Compared to the P. jirovecii colonization, P. jirovecii infection had significantly altered blood indicators (GR%, LY%, HGB, TP, ALB, CRP, P<0.05) with higher P. jirovecii burden (P<0.05) and worse prognosis (P<0.05). Additionally, patients with P. jirovecii infection were more susceptible to infections, such as the Epstein-Barr virus, Cytomegalovirus, Mycoplasma and Klebsiella pneumoniae. Although no known drug-resistance mutations were detected in the DHPS gene in this study, 10 nonsynonymous mutations were identified. Furthermore, 10 nonsynonymous and 2 synonymous mutations were found in the DHFR gene. However, these mutations were not associated with a worse prognosis.

Conclusion

Our results implied that TMP-SMX prophylaxis is still recommended for PJP in high-risk non-HIV patients in China.

Keywords: Pneumocystis jirovecii pneumonia, mutation, drug resistance, prognosis, non-HIV

Introduction

Pneumocystis jirovecii pneumonia (PJP) is a severe fungal infection of the lungs caused by Pneumocystis jirovecii. It primarily affects individuals with weakened immune systems, and its mortality rate ranges from 21 to 50%.^1–5 Over the years, preventive measures and advancements in antiretroviral therapy have significantly reduced the infection and mortality rates of PJP in HIV patients. However, the incidence of PJP has been increasing in non-HIV patients with organ transplants, tumors, rheumatic diseases, autoimmune diseases, as well as those using CD20 antibodies and Bruton’s tyrosine kinase inhibitors.^6–8

Prophylactic medication is an effective measure in preventing PJP for individuals with weakened immune systems. Currently, the combination of trimethoprim-sulfamethoxazole (TMP-SMX) is considered as the first-line prophylactic treatment for P. jirovecii infections. TMP-SMX targets two folic acid biosynthesis enzymes, dihydrofolate reductase (DHFR) and dihydropteroate synthase (DHPS) of P. jirovecii. While mutations in DHFR have been associated with TMP resistance in various microbial pathogens, their effect on P. jirovecii is less clear.⁹^,¹⁰ Two mutations in DHPS (Thr55Ala and Pro57Ser) are associated with the failure of sulfa prophylaxis and poor treatment outcomes and are therefore considered as TMP-SMX resistance loci.^11–13 P. jirovecii can be transmitted through the air, and individuals with normal immune systems can be asymptomatic carriers, contributing to transmission.¹⁴^,¹⁵ As patients treated with TMP-SMX might accumulate mutated strains, they could serve as hosts for the transmission of resistance strains. Therefore, environment factors such as this may also contribute to the selection of mutant P. jirovecii strains.^16–18 Thus, by analyzing the drug resistance genes, including DHPS and DHFR, it can effectively guide PJP patient management and treatment decisions.
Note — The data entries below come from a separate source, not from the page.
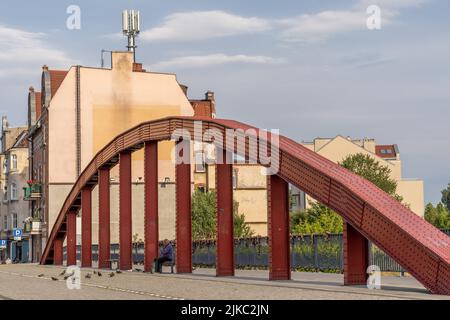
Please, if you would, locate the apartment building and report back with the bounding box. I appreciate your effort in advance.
[0,117,31,262]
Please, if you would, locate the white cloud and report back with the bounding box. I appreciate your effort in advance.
[357,0,430,10]
[278,0,428,42]
[141,11,271,41]
[0,25,72,77]
[151,53,284,70]
[280,11,367,42]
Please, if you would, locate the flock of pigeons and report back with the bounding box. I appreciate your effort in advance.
[38,268,142,281]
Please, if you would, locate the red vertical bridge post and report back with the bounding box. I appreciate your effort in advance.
[267,175,291,280]
[98,168,111,269]
[53,238,64,266]
[144,141,159,271]
[216,148,234,276]
[81,187,92,268]
[344,222,369,286]
[119,152,133,270]
[175,140,192,273]
[66,211,77,266]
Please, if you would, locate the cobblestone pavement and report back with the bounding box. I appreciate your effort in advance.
[0,264,449,300]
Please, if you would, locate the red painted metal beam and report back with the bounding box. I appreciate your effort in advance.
[144,141,159,271]
[175,141,192,273]
[66,211,77,266]
[267,175,291,280]
[344,222,369,286]
[53,239,64,266]
[81,187,92,267]
[119,152,133,270]
[216,148,234,276]
[98,168,111,268]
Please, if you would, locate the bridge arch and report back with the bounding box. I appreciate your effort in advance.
[41,117,450,294]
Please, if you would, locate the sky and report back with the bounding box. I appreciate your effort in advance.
[0,0,450,203]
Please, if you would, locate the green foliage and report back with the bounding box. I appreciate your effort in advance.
[441,183,450,211]
[233,212,254,238]
[192,190,254,240]
[425,203,450,229]
[192,190,216,240]
[291,153,403,234]
[291,202,343,234]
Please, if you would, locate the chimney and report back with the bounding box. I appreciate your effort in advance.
[205,90,214,101]
[180,84,189,97]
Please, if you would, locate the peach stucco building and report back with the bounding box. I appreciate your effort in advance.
[24,52,423,261]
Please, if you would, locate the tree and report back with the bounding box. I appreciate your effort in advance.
[424,202,450,229]
[441,183,450,211]
[192,190,254,240]
[192,190,216,240]
[291,202,343,234]
[291,153,403,234]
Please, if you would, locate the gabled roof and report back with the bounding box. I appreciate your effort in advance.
[375,144,397,159]
[316,135,393,167]
[11,130,28,149]
[48,70,69,97]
With the increasing number of immunosuppressed patients, P. jirovecii DHPS and DHFR mutations should be taken into account in order to utilize anti-P. jirovecii medication effectively. However, there is limited data available on the prevalence of these mutations in non-HIV patients. In this study, we analyzed the mutations of DHPS and DHFR in non-HIV patients in China, along with their clinical characteristics, treatment response and outcomes. Our findings indicated that no known drug resistance mutations were detected in these 45 patients (2018–2023), which may offer guidance for the appropriate utilization of TMP-SMX in patients at high risk of P. jirovecii infection.

Methods

Ethics Approval and Consent to Participate

Our study complies with the Declaration of Helsinki and has been approved by the Ethics Committee of Beijing Friendship Hospital, China (approval number 2023-P2-182-01); all clinical samples investigated were anonymized and obtained from an existing sample collection.

Patients and Samples

A total of 45 clinical samples were collected from patients at Beijing Friendship Hospital, Capital Medical University, between August 2018 and June 2023. These included 41 sputum samples and 4 bronchoalveolar lavage fluid (BALF) samples, obtained from the lungs during bronchoscopy procedures. Among these 45 patients, 14 were diagnosed with P. jirovecii infection and were treated with TMP-SMX, 31 patients were diagnosed with P. jirovecii colonization and did not receive any treatment with TMP-SMX. Sputum and BALF specimens were used to detect DHPS and DHFR gene mutations by sequence and assess the P. jirovecii load using qPCR testing.

DNA Extraction

DNA was extracted from fresh sputum or BALF specimens collected from patients. The specimens were pre-treated using 1N NaOH (1:1(v/v) for sputum, and 2:1(v/v) for BALF) 60°C for 1h to ensure complete liquefying before centrifugation at 8000 rpm for 5 min. The pellet was washed twice with saline, and DNA was extracted from the pellet using a kit (TIANGEN, DP705, Beijing, CHN) according to the manufacturer’s instruction and stored at −20°C for further assay.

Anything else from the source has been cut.